The Box stops you from getting to a malicious site by inspecting outbound traffic. All outbound connections are checked against the Bitdefender cloud. If the URL you're trying to reach is detected as malicious, the outgoing request will be dropped and the App will present a message like the phishing protection message I received while browsing the Internet from a PC behind the Bitdefender Box.
Bitdefender Browsing Protection
The Box also continuously scans your network for possible security holes. According to the User Guide, the Box "scans your network and identifies all vulnerabilities present on the connected devices and network equipment that can lead (to) remote, unauthorized access, data theft or malicious attacks" by doing a Vulnerability Assessment. You are then notified of detected vulnerabilities via the Bitdefender Box App. The Box didn't detect any vulnerabilities on my network.
To test if the Box protects against Denial of Service (DoS) attacks, I used Nmap's packet generator, nping. As a baseline test, I sent 1000 TCP SYN packets at 1000 pps from a test PC to a second PC running the Bitdefender Agent (which I'll cover shortly), with both PCs on a network outside the Bitdefender Box network. My PC with the Bitdefender Agent saw and replied to all 1000 packets, meaning the Agent didn't detect a possible DoS attack. Below is the nping command I ran from my test PC.
nping -tcp -p 5000 --flags SYN -c 1000 --rate 1000 172.24.2.100
I then ran the same nping test, this time with my test PC outside the Bitdefender Box network and the PC running the Bitdefender Agent inside the Bitdefender Box network. I got the same result. My PC with the Bitdefender Agent saw and replied to all 1000 packets, telling me the Box didn't detect a possible DoS attack. To be fair, I didn't expect the Box to detect this traffic, as it would have to inspect incoming traffic to do so.
I also used the nping command to detect if the Box detects a high volume of outgoing traffic, such as might be generated by a zombie device participating in a DDOS attack. With my test PC behind the Box, I used the same command as above and targeted my router outside the Box network. My test PC successfully sent 1000 TCP SYN packets in 1.83 seconds to my router outside the Box network without triggering a warning or block from the Bitdefender Box. The end result of these simple tests is it appears the Bitdefender Box does not detect potential DoS attacks, either incoming or outgoing.
Parental controls are not part of the Bitdefender Box solution, either via the Box or the Agent. However, with your Bitdefender Box subscription, you can install Bitdefender Total Security for Windows, Bitdefender Antivirus for Mac and Bitdefender Mobile Security for Android devices. Only Bitdefender Total Security for Windows software includes Parental Controls. These three software solutions are outside the scope of this review.
To test Bitdefender's Anti-Malware protection, I used the malware test site http://www.wicar.org/test-malware.html.
First, I used a PC without the Bitdefender Agent but with Microsoft Defender to see what would happen. When I tried to download the test malware with the Google Chrome browser, I got the warning shown below, meaning Chrome blocked the test malware.
Google Chrome Anti-Malware Protection
Second, on the same PC without the Bitdefender Agent but with MS Defender, I tried to download the test malware with the MS Edge browser and got th warning shown below. As you see, MS Defender detected the test malware.
Microsoft Anti-Malware Protection
Third, I took a second PC running Bitdefender Agent and connected it behind Bitdefender Box. When I tried downloading the test malware, I got the below warning.
Bitdefender Anti-Malware Protection?
As you can see in the lower right, it says "Found some malware. Windows Defender is removing it". I found this result interesting, as I had disabled MS Defender on this PC when I installed Bitdefender Agent. This made me wonder if Bitdefender Agent works with MS Defender to block malware.
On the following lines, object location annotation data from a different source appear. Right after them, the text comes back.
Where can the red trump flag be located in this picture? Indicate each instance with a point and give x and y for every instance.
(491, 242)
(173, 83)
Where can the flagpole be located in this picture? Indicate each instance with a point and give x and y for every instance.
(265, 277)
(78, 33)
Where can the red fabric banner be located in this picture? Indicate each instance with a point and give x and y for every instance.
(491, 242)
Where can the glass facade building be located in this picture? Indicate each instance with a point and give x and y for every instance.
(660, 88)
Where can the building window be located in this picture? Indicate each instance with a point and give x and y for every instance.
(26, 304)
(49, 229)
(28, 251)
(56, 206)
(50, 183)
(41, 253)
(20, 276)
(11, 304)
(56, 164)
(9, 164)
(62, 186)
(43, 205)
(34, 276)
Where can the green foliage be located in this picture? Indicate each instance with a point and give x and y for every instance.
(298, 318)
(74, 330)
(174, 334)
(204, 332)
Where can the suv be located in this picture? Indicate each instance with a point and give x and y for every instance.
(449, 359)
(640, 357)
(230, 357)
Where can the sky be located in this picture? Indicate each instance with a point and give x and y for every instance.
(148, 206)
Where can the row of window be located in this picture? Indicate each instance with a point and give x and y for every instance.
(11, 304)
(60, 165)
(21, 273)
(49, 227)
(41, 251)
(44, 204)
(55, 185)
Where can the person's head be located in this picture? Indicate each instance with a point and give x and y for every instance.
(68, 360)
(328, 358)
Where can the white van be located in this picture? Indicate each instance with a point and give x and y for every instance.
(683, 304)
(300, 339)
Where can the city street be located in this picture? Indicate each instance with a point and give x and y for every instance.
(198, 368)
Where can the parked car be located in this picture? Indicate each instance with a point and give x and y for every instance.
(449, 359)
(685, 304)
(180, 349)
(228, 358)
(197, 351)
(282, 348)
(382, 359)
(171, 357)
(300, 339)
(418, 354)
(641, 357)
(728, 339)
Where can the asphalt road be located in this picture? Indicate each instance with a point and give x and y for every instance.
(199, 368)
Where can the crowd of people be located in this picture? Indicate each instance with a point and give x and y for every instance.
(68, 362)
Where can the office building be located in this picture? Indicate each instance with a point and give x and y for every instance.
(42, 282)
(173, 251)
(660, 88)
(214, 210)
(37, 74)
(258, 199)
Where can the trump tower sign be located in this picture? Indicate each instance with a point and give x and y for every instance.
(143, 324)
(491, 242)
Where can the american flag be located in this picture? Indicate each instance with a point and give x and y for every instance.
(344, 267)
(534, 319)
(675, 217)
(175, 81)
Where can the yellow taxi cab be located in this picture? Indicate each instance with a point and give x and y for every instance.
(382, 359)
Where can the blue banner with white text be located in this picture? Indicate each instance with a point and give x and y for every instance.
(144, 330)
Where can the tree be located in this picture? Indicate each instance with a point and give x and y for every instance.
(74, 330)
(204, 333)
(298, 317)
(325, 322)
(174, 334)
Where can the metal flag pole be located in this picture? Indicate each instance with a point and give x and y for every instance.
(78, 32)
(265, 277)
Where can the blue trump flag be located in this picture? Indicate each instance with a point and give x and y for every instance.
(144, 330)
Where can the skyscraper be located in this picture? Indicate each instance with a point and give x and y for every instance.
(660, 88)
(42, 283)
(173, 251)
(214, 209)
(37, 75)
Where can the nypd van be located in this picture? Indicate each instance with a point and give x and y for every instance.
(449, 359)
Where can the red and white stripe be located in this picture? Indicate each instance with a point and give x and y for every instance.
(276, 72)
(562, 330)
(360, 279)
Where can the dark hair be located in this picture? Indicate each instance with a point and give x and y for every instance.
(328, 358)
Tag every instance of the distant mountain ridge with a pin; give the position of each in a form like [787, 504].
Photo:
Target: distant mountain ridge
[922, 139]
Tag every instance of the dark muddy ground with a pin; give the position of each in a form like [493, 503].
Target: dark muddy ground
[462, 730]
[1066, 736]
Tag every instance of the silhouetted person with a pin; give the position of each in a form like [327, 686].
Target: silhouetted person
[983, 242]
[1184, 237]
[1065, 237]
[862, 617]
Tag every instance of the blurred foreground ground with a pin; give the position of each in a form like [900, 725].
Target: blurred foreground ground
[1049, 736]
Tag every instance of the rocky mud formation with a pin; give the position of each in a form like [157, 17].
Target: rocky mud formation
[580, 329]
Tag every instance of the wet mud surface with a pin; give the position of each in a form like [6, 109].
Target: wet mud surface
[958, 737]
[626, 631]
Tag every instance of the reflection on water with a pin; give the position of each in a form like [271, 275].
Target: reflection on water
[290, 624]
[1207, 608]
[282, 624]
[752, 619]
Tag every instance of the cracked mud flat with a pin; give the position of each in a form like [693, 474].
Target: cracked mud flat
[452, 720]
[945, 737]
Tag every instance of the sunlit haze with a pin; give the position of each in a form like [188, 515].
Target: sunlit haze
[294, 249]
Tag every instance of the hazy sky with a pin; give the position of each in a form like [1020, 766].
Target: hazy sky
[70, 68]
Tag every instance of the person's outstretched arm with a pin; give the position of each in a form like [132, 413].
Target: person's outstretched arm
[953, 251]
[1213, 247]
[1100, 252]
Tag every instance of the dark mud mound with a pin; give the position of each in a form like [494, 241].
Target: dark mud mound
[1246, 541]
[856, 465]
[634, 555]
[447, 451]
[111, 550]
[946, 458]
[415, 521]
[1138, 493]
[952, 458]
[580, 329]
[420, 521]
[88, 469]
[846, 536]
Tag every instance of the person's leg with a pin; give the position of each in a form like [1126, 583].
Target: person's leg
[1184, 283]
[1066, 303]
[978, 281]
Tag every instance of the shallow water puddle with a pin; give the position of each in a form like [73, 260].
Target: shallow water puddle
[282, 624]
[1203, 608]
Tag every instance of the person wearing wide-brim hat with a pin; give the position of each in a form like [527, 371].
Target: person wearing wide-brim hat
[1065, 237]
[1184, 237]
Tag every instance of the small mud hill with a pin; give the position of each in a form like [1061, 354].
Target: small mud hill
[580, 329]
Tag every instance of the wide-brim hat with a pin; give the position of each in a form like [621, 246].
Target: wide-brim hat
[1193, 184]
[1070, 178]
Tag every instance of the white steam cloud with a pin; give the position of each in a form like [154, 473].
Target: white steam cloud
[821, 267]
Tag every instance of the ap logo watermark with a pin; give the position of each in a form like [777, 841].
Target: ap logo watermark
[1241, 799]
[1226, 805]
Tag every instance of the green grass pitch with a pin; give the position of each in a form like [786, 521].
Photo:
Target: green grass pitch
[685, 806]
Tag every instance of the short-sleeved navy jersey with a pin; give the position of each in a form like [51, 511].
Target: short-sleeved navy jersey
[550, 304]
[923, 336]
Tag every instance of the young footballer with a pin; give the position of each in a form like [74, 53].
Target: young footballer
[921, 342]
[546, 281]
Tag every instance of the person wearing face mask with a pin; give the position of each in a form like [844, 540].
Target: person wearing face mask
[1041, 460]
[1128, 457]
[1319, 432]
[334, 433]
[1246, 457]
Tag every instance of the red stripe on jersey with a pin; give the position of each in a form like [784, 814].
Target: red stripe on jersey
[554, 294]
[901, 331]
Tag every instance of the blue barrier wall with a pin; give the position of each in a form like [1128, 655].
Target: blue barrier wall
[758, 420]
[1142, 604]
So, for my fourth test, Idisabled MS Defender on my second PC. Doing so gave me the message you see in the bottom right that says"Windows Defender and Box Local Protection are both turned off".
Disable Defender = Disable Bitdefender Agent
Fifth, and last,I tried to download the test malware with my PCprotected by the Bitdefender Box but with MS Defender and Bitdefender Agent disabled. As you can see, I was able to download the test malware.
No Defender + No Agent = No Malware Protection
These results led me to some interesting conclusions. MS Defender and Google Chrome, as shown in my first and second tests, detected the test malware, without Bitdefender Box. In addition, as shown in my third and fourth tests, it appears the Bitdefender Agent works with MS Defender to block malware. Last, with MS Defender disabled and subsequently the Bitdefender Agent disabled, I was able to download the test malware leading me to conclude the Bitdefender Box does not detect malware.